Analysis: The pleadings showed that the advocate was present at the meeting where the alleged oral contract was said to have been concluded, and the dispute turned on that very meeting. On those facts, he knew at the time of accepting and continuing the brief that he was likely to be a material witness. Section 120 of the Indian Evidence Act, 1872 does not prohibit testimony by an advocate as such, but Rule 13 of the Bar Council of India Rules requires an advocate not to accept or continue a brief when he has reason to believe that he will be a witness on a material question of fact, unless he can retire without jeopardising the client's interests. The Court held that the exception for retirement applies only where the advocate later realises during the course of proceedings that he is likely to be called as a witness, or where he is a formal or court witness.
Conclusion: The advocate could not be permitted to retire from the brief and then be examined as a witness for the defendants; the order allowing such examination was unsustainable.

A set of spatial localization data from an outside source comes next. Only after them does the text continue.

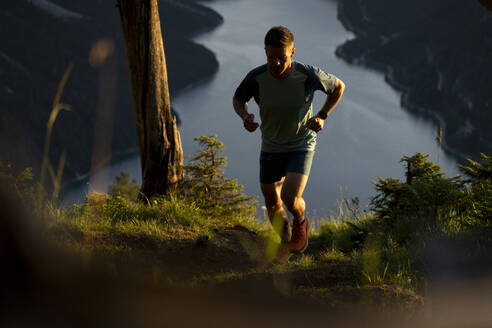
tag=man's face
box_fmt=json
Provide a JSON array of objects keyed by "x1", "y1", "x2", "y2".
[{"x1": 265, "y1": 44, "x2": 296, "y2": 79}]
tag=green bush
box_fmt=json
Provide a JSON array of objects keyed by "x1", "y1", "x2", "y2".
[
  {"x1": 459, "y1": 153, "x2": 492, "y2": 224},
  {"x1": 371, "y1": 153, "x2": 466, "y2": 245},
  {"x1": 0, "y1": 161, "x2": 46, "y2": 210},
  {"x1": 361, "y1": 152, "x2": 492, "y2": 291},
  {"x1": 316, "y1": 214, "x2": 379, "y2": 253}
]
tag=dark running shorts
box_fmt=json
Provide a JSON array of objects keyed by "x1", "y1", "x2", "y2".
[{"x1": 260, "y1": 150, "x2": 315, "y2": 184}]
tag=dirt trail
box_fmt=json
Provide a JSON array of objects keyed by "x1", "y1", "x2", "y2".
[{"x1": 94, "y1": 224, "x2": 424, "y2": 314}]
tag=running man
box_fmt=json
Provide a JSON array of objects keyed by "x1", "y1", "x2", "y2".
[{"x1": 232, "y1": 26, "x2": 345, "y2": 262}]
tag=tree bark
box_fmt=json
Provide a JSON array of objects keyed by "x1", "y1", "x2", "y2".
[{"x1": 117, "y1": 0, "x2": 183, "y2": 198}]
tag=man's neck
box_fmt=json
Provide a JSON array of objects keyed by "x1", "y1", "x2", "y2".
[{"x1": 271, "y1": 62, "x2": 294, "y2": 80}]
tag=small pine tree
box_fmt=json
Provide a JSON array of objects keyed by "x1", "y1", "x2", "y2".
[
  {"x1": 182, "y1": 135, "x2": 256, "y2": 216},
  {"x1": 109, "y1": 171, "x2": 140, "y2": 202},
  {"x1": 400, "y1": 153, "x2": 443, "y2": 184}
]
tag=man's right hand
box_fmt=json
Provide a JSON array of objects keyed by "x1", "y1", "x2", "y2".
[{"x1": 243, "y1": 113, "x2": 259, "y2": 132}]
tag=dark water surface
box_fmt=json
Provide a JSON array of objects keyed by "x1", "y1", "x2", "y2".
[{"x1": 64, "y1": 0, "x2": 457, "y2": 218}]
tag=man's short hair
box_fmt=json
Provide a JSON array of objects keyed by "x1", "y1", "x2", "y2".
[{"x1": 264, "y1": 26, "x2": 294, "y2": 48}]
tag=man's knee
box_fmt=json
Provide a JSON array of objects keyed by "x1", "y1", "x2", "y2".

Final Conclusion: The revision succeeded, the trial court's order was set aside, the defendants' application to examine their advocate as a witness was rejected, and the prior evidence of that witness was directed to be expunged.
Ratio Decidendi: An advocate who knows at the time of accepting or continuing a brief that he is likely to be a material witness on a disputed fact cannot later withdraw from the case and testify for the same party, save in the limited case of a formal or court witness.